NOTE DE PRÉSENTATION DU TRAVAIL

 

La production photographique d’Amélie Labourdette questionne ce qui est situé en dessous du paysage visible: il y a toujours un autre paysage, l’écho d’un autre monde qui n’est pas donné dans un premier regard.

Le paysage nous renvoie à quelque chose de la mémoire collective et individuelle. Il est reflet de l’histoire, d’une époque, d’une civilisation, ainsi que de notre imaginaire, de nos utopies ou de nos dystopies. Son travail ne tente pas simplement à reproduire extérieurement l’image du monde, mais cherche à saisir l’étrangeté primordiale de notre environnement terrestre perçu comme un monde crypté. Elle cherche à faire apparaître photographiquement ces espaces sous-jacents révélant les multiples strates d’identités et de temporalités d’un paysage.

À l’heure de l’Anthropocène, sa démarche artistique s’inscrit dans la volonté de concevoir des récits alternatifs afin de ré-imaginer de nouveaux potentiels dans notre manière d’interagir avec le monde ( qu’il soit humain ou non-humain ), d’habiter celui-ci.

Constellations d’images photographiques, chacun de ses projets tente de rendre compte de la relation de l’humain à son « environnement », à la biosphère terrestre, au Cosmos, par une lecture perspectiviste du territoire, en associant l’analyse anthropologique et historique à une poétique subjective de l’image, où la hiérarchie des connaissances du sujet est abolie au profit d’une synthèse inclusive analogique par la mise en regard de différentes « versions de monde », différents points de vus, différentes strates temporelles.

Elle construit et réalise ses projets photographiques en étroite relation avec les idées de cosmophanie et d’«archéologie du présent». Les recherches et la mise en relation disciplinaire, en anthropologie, en histoire, en esthétique, qui précédent la réalisation de chacun de ses projets, donnent la direction d’une approche personnelle, nourrie par la succession des évènements et des rencontres sur le parcours du projet. Chacun de ses projets est ainsi avant tout une enquête et invite à des nouages de espaces-temps qui s’entrelacent entre passé, présent et futur en tentant de bâtir un régime d’historicité alternatif.

Amélie Labourdette interroge les valeurs documentaire, fictionnelle et esthétique induites par ses photographies.

 

ARTIST STATEMENT

 

Amélie Labourdette’s photographic production questions what is below the visible landscape: there is always another landscape, the echo of another world that is not given at a first gaze.

The landscape refers us to something of collective and individual memory. It reflects history, an era, a civilization, as well as our imagination, of our utopias or dystopias. Her work does not simply seek to reproduce the image of the world externally, but attempts to capture the primordial strangeness of our earthly environment as an encrypted world. She seeks to photographically unveil these underlying spaces revealing the multiple strata of identities and temporalities of a landscape.

At the time of the Anthropocene, her artistic approach is part of the desire to conceive alternative narratives in order to re-imagine new potentials in the way we interact with the world (whether it is human or non-human), to inhabit it.

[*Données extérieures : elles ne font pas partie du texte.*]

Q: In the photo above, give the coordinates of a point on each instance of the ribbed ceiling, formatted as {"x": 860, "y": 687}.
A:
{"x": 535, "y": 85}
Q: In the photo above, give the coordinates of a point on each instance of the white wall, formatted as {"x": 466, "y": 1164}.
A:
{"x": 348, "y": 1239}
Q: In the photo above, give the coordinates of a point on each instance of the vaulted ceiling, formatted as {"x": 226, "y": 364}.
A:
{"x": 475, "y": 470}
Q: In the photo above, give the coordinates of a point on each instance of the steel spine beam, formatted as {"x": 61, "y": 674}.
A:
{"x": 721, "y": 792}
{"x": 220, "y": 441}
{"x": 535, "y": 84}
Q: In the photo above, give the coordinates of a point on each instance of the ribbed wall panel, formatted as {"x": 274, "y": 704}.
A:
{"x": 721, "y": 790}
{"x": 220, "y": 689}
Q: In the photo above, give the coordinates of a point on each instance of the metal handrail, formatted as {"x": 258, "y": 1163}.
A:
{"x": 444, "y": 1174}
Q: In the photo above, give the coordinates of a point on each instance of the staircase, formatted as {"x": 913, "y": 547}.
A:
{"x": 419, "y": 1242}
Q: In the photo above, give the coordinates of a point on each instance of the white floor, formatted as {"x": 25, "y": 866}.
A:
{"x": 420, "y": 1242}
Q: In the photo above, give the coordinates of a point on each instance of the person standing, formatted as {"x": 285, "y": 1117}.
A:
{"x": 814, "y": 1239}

As a constellation of photographic images, each of her projects attempts to reflect the relationship of humans to their «environment», to the terrestrial biosphere, to the Cosmos, through a perspectivist reading of the territory, by associating anthropological and historical analysis with a subjective poetics of the image, where the hierarchy of the subject’s knowledge is abolished in favour of an inclusive analogical synthesis by comparing different «world versions», different points of view, different time layers.

She builds and carries out her photographic projects in close relation with the ideas of cosmophany and «archaeology of the present». The research and the disciplinary relationship in anthropology, history, aesthetics, which precedes the realization of each of his projects, give the direction of a personal approach, nourished by the succession of events and meetings on the path of the project. Each of his projects is thus above all an investigation and invites to knotting of spaces-time that intertwine between past, present and future while trying to build an alternative regime of historicity.

Amélie Labourdette questions the documentary, fictional and aesthetic values induced by her photographs.